I am building a food recognition problem using CNN model. My data consists of 35 labels and 1017 images of size 224, I divide the train and valid data, the result is 824 train and 193 valid. I build structure for classes like below code. However, after more than 100 epochs, I ran the test dataset with only 2.85% prediction scores and the f1_score, precision, and recall indexes only appeared in 1-2 labels.
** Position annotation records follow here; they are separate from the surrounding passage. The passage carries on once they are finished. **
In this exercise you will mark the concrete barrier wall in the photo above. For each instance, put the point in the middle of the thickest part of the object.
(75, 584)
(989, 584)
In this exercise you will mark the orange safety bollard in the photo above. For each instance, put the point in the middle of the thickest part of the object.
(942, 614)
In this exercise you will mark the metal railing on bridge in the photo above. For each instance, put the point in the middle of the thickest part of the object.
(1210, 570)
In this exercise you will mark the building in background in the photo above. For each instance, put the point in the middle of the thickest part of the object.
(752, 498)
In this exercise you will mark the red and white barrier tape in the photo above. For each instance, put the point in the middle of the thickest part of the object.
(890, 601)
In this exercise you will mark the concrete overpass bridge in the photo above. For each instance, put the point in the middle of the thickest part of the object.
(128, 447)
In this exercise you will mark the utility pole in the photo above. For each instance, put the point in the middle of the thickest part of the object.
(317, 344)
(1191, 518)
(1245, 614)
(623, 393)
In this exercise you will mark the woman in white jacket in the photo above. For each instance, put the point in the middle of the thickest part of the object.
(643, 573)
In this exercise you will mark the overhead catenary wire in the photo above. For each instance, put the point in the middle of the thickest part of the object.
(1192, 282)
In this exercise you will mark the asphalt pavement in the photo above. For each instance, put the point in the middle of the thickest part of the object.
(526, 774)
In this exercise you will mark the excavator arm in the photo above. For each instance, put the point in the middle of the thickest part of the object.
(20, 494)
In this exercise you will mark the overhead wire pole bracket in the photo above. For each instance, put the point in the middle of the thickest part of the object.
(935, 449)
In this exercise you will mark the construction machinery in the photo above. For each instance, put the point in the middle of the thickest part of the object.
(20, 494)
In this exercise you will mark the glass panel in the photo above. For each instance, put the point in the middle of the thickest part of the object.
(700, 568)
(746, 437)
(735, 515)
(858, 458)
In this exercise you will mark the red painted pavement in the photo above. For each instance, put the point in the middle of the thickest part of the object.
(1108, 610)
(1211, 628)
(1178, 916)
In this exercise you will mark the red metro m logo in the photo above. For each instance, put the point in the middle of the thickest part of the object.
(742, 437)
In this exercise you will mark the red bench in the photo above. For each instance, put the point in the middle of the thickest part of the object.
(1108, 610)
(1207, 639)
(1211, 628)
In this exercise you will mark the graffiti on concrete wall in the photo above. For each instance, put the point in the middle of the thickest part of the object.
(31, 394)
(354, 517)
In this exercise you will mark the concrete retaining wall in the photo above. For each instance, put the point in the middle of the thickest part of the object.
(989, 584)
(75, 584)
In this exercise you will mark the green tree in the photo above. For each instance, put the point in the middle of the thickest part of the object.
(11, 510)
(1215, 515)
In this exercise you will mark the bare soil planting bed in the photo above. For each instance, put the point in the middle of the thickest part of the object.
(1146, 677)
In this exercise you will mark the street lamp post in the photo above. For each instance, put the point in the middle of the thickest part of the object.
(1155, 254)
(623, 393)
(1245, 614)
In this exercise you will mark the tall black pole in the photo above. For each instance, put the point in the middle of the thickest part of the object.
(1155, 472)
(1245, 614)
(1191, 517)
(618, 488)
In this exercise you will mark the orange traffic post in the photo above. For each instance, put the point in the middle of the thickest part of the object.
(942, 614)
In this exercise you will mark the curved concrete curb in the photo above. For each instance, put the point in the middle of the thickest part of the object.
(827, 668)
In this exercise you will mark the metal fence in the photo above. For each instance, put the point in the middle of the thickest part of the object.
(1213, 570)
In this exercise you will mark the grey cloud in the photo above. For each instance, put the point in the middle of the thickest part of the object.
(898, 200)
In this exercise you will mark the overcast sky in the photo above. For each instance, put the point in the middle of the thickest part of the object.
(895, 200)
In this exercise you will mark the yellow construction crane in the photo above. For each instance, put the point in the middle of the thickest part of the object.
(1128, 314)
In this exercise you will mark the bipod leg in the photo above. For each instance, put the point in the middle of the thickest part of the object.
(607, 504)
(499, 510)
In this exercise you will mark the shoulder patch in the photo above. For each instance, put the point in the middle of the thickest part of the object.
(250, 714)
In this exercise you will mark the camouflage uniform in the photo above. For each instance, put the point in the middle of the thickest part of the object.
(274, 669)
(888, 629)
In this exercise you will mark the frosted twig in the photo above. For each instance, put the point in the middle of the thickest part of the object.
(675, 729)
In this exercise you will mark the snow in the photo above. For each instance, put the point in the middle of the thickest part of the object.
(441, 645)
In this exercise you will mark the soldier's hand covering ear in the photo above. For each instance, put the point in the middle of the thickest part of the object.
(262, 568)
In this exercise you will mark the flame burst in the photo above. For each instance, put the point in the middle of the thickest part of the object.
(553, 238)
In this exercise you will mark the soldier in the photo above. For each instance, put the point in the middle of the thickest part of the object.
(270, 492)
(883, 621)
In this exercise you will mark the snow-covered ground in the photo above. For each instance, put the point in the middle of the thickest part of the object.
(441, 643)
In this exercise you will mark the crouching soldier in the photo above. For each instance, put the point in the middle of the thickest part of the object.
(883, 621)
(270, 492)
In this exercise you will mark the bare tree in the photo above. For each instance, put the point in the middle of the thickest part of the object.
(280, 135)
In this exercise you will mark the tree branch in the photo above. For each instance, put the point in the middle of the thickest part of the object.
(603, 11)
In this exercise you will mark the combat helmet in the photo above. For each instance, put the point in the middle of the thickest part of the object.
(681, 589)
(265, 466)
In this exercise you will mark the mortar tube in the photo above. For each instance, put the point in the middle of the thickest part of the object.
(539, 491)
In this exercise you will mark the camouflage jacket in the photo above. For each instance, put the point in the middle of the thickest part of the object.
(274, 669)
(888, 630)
How can I improve my prediction score as well as f1_score, precision, recall
model = tf.keras.models.Sequential([
tf.keras.layers.Conv2D(32, (3,3), activation='relu', input_shape=(224,224,3)),
tf.keras.layers.Conv2D(32, (3,3), activation='relu',padding='same'),
tf.keras.layers.MaxPooling2D(2,2),
tf.keras.layers.Conv2D(64, (3,3), activation='relu',padding='same'),
tf.keras.layers.Conv2D(64, (3,3), activation='relu',padding='same'),
tf.keras.layers.MaxPooling2D(2,2),
tf.keras.layers.Flatten(),
tf.keras.layers.Dense(256, activation='relu'),
tf.keras.layers.Dropout(0.5),
tf.keras.layers.Dense(35, activation='softmax'),
])
model.compile(optimizer='adam',
loss='categorical_crossentropy',
metrics=['accuracy'])
model.summary()
The most important thing is you need more data, on the available data if you are training the model for 100 epochs , it will definitely overfit for the training samples.